On August 27, 1892, the theater was gutted by fire. The 1892–1893 season was canceled while the opera house was rebuilt along its original lines. The Vaudeville Club (which eventually became the Metropolitan Opera Club) was founded that season, hosting entertainment in the undamaged portions of the house.

===Enlargements===
In 1903, architects Carrère and Hastings extensively redesigned the interior of the opera house. The golden auditorium with its sunburst chandelier, and curved proscenium inscribed with the names of six composers (Gluck, Mozart, Beethoven, Wagner, Gounod and Verdi), dated from this time. The first of the Met's signature gold damask stage curtains was installed in 1906, completing the look that the Old Metropolitan Opera House maintained until its closing.

In 1940, ownership of the opera house shifted from the wealthy families who occupied the theater's boxes to the non-profit Metropolitan Opera Association. At this time the last major change to the auditorium's interior was completed. The second tier of privately held boxes (the "grand tier") was converted into standard row seating. This enlarged the seating capacity and left only the first tier of boxes from the "golden horseshoe" of the opera house's origins as a showplace for New York society.

The Met had a seating capacity of 3,625 with 224 standing room places.

===Decline===
While the house was praised for its acoustics and interior, the backstage facilities of the theater were quickly deemed to be severely inadequate for a large opera company. Scenery and sets were a regular sight leaning against the building exterior on 39th Street where crews had to shift them between performances, often in inclement weather. Various plans were put forward over the years to build a new home for the company and designs for new opera houses were created by various architects including Joseph Urban. Proposed new locations included Columbus Circle and what is now Rockefeller Center, but none of these plans came to fruition. Only with the development of Lincoln Center on New York's Upper West Side did the Met finally have the opportunity to build an adequate, modern opera house.
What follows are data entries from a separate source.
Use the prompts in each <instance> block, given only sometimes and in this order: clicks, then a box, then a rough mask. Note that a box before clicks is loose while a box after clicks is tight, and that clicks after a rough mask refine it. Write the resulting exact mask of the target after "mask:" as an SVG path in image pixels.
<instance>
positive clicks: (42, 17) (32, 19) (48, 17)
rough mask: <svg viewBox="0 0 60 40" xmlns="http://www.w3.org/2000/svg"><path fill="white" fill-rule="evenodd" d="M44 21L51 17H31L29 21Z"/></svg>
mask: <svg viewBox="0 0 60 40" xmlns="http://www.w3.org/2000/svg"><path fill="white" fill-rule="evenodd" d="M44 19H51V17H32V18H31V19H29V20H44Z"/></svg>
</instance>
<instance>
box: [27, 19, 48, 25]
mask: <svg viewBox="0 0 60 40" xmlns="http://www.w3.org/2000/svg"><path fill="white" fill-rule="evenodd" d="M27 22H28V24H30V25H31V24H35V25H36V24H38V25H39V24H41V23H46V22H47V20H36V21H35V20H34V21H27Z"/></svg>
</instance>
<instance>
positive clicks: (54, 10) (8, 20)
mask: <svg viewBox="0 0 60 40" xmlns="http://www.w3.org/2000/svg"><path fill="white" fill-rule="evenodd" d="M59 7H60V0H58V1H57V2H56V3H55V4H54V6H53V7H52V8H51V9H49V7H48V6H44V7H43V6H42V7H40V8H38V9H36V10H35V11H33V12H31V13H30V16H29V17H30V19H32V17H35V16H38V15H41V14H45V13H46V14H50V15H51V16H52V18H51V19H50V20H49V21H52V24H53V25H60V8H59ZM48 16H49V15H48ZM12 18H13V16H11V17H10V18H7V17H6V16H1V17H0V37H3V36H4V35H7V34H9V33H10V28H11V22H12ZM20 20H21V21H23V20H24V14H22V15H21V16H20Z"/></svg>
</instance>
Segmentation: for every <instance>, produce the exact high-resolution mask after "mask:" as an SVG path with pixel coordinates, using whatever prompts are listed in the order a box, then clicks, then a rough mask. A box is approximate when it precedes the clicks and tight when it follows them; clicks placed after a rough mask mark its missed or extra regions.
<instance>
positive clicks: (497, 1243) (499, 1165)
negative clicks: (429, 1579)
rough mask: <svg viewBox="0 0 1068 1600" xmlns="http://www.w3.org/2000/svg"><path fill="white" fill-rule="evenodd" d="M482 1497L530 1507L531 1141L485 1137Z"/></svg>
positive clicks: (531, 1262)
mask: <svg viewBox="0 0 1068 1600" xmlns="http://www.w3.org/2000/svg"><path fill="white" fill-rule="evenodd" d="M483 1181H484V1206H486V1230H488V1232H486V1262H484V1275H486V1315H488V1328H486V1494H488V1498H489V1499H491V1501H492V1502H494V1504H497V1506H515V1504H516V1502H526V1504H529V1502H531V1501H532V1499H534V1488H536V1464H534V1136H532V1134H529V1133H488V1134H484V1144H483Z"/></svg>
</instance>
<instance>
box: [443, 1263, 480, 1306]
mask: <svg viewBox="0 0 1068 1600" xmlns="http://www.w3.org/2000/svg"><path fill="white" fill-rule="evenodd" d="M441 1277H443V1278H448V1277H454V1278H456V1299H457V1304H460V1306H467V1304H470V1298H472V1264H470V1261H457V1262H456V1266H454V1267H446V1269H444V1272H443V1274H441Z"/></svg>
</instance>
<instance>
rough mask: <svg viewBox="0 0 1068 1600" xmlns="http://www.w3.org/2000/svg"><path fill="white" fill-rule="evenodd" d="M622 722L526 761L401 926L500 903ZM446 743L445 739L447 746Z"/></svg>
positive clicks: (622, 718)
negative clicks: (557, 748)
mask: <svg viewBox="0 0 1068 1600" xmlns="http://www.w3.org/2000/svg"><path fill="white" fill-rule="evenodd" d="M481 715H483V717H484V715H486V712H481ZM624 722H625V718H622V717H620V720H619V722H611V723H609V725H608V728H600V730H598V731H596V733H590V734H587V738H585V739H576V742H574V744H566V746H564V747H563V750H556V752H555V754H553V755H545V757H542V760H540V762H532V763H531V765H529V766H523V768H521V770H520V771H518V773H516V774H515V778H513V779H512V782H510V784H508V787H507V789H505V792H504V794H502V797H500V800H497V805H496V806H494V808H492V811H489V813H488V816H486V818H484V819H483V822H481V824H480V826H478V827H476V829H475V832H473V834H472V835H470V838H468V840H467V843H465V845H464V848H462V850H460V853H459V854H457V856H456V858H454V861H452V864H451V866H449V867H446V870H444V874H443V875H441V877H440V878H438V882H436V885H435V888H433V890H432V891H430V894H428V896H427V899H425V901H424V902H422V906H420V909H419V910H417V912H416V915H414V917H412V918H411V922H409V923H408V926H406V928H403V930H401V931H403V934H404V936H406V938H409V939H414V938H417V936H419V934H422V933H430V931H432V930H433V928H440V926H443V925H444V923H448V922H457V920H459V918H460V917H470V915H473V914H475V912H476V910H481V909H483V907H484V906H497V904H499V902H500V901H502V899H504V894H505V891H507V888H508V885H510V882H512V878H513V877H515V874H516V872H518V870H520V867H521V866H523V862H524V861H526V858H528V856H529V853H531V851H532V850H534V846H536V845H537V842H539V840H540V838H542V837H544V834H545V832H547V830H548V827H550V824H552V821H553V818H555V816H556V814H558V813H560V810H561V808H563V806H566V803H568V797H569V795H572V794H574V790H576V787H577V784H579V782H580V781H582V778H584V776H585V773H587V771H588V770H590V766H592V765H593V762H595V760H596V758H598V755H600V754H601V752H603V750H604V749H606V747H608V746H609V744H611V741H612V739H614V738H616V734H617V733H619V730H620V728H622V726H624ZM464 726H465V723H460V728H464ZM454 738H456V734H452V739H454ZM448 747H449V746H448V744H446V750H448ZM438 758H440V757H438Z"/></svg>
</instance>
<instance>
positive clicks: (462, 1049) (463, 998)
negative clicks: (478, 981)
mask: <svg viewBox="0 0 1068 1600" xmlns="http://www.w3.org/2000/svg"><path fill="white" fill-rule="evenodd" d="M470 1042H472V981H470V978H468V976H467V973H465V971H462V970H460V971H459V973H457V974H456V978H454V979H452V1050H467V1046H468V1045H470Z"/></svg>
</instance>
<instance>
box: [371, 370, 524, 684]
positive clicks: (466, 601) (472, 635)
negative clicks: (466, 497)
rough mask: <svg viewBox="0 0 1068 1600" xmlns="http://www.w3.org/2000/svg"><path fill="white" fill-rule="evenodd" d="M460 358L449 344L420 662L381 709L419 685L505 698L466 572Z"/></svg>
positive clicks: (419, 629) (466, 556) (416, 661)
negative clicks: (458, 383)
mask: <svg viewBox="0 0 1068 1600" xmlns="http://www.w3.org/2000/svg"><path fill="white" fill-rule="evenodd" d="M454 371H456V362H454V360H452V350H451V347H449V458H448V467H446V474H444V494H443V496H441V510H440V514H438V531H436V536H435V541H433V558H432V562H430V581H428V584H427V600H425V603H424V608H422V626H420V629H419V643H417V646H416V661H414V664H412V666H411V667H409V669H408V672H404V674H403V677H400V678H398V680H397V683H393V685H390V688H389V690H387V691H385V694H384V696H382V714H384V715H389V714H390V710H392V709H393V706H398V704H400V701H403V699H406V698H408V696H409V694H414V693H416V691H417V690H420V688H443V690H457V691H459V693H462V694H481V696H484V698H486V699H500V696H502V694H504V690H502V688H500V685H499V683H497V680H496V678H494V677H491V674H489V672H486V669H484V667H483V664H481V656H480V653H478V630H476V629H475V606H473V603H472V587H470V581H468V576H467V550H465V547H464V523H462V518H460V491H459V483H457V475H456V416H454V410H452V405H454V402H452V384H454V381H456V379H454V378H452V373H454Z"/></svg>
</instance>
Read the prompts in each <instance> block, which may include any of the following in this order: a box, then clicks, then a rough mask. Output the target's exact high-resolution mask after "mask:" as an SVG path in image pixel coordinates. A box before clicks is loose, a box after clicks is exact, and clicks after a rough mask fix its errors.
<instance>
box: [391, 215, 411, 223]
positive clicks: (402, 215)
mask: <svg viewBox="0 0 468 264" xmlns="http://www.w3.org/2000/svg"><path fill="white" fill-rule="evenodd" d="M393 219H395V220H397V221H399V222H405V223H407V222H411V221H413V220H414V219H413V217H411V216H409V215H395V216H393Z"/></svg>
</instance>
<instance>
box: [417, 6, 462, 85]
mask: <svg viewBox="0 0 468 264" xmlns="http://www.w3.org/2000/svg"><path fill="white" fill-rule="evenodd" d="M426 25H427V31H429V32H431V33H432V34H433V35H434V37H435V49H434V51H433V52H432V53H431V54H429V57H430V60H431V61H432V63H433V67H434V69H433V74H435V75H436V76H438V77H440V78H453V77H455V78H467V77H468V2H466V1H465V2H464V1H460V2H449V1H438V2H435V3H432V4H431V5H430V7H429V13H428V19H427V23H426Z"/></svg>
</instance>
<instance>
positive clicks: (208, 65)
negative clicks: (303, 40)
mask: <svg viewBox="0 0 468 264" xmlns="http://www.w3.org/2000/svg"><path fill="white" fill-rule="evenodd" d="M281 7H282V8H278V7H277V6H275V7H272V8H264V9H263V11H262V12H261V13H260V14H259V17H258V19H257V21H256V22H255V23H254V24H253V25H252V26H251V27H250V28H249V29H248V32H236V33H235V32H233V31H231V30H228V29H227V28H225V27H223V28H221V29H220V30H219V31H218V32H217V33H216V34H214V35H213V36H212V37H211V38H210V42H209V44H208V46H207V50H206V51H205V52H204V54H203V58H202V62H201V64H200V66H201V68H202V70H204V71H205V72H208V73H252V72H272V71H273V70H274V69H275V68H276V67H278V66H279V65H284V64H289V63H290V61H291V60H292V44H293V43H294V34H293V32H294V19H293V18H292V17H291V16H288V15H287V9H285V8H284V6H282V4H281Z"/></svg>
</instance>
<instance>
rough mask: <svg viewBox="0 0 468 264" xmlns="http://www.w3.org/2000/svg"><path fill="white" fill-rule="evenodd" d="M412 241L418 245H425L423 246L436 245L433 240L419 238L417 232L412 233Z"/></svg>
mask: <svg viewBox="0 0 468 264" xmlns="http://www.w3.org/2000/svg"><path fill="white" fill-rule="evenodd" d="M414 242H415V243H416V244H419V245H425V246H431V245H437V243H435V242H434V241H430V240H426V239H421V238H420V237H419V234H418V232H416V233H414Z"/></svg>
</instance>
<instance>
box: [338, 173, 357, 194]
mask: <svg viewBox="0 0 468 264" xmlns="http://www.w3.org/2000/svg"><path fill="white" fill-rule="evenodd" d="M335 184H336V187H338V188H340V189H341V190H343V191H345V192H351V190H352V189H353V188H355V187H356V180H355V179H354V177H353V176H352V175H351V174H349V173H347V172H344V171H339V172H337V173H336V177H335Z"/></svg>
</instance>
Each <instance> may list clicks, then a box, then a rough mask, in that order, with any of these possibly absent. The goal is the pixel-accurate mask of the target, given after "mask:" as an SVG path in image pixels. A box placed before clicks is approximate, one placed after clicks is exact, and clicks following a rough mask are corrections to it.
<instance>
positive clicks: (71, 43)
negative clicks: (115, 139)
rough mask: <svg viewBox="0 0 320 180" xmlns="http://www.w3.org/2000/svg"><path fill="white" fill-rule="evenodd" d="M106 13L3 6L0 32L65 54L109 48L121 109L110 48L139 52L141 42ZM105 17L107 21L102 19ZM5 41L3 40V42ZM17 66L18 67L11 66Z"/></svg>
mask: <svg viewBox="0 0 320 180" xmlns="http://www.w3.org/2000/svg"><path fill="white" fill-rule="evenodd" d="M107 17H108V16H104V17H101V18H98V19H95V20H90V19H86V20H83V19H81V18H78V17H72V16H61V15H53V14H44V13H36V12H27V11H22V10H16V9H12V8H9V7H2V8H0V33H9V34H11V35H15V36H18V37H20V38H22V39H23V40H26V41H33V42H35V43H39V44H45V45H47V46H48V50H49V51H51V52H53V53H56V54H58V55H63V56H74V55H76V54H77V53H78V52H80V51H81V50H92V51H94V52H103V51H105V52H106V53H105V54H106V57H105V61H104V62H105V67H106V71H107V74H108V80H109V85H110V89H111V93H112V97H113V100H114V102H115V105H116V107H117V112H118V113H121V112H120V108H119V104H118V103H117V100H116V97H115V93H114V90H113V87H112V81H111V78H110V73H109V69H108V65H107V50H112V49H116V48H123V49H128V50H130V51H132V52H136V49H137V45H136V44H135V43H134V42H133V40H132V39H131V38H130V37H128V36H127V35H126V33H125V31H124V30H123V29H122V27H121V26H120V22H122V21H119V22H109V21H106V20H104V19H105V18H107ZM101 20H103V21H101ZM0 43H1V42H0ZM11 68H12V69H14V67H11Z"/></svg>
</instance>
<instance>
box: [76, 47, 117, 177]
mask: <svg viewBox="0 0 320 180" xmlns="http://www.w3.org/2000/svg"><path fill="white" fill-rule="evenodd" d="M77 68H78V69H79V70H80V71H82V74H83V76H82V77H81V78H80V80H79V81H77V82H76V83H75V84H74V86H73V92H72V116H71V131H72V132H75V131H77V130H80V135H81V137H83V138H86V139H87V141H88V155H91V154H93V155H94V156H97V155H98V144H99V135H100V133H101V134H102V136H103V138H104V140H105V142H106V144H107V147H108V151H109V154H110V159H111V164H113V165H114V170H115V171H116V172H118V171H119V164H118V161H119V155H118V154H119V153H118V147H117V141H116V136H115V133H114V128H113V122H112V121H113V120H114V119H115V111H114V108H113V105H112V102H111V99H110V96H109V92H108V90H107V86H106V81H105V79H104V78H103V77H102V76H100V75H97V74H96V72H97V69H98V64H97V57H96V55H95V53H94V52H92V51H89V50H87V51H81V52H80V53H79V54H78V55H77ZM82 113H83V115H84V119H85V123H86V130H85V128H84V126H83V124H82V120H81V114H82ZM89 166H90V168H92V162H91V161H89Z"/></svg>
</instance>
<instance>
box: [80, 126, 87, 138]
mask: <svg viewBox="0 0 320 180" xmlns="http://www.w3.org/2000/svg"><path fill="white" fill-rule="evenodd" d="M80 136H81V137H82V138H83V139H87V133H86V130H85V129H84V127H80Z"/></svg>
The New York City Landmarks Preservation Commission considered designating the Old Met as a city landmark in 1966; if the building had been protected as a landmark, it would have been one of the first such designations in the city. The Metropolitan Opera left its old house on April 16, 1966, with a sentimental gala farewell performance featuring nearly all of the company's current leading artists. Despite a plea from conductor Leopold Stokowski and others, the Met management opposed the preservation of its old house, as Rudolf Bing, the Met's general manager at the time, did not want any rival opera companies purchasing the theatre for their own use. (The New York City Opera had tried to purchase the building to use as their main venue, but Bing opposed it) New York state senator John J. Marchi also tried to save the building and introduced legislation to preserve the opera house, but he was unsuccessful. The final performance at the opera house was given by the Bolshoi Ballet, which concluded a short run of appearances on May 8, 1966, and the Met moved to the new Metropolitan Opera House at Lincoln Center that September. The theater was purchased by Jack D. Weiler. The Old Met was razed in 1967 and was replaced by a 40-story office tower, 1411 Broadway, designed by Irwin S. Chanin.